Partilhando o aprendizado - O ingresso de Núbia na universidade tem um significado importante para a jovem e a comunidade. “Minha perseverança para estar no espaço acadêmico não é apenas para receber um diploma, mas quero adquirir conhecimento para partilhá-lo com as comunidades rurais, em assentamentos e acampamentos, porque quando o povo detém o conhecimento, ele tem o poder sobre seus direitos e só assim se reduzem as desigualdades sociais”, conta a jovem. 
 
Para Patrícia a entrada no PETI foi o caminho para viver a cidadania. “A  lém de ter acesso à educação de qualidade e contextualizada, comecei a receber uma bolsa-auxílio que proporcionou para minha família condições mais dignas para viver, pois este dinheiro ajudava a comprar principalmente a alimentação e material escolar.

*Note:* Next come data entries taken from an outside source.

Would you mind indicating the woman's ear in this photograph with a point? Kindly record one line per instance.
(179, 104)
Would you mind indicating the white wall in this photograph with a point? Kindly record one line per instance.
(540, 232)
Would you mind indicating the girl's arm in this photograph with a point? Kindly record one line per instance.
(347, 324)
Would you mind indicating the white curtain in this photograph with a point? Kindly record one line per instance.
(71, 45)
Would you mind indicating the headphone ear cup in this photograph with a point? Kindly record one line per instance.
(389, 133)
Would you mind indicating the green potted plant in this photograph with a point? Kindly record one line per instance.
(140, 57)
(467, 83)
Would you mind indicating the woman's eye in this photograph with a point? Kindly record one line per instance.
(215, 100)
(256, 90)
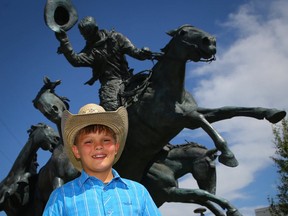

Todo conhecimento que adquiri na jornada ampliada tenho que agradecer as professoras do PETI que se empenharam para me ajudar a ser cidadã e agora quero retribuir formando cidadãos através da minha profissão”, revela. 
        
A jovem Núbia, que está ensinando na comunidade de Nova Palmares, acredita que o direito de freqüentar a escola é um dos instrumentos que pode mudar de forma positiva os caminhos percorridos por uma criança que já sofreu na colheita e corte do sisal, como a maioria dos jovens e adultos na Região Sisaleira.
 
“Muitas crianças estão voltando ao trabalho e se distanciando da escola. Por isto, os educadores precisam fortalecer as ações do PETI para que as crianças vivenciem as atividades do Baú de Leitura, interpretem as peças teatrais que contem a sua realidade e possam ter a mesma oportunidade que eu e outros colegas tivemos de dar continuidade aos nossos estudos”, ressalta Núbia.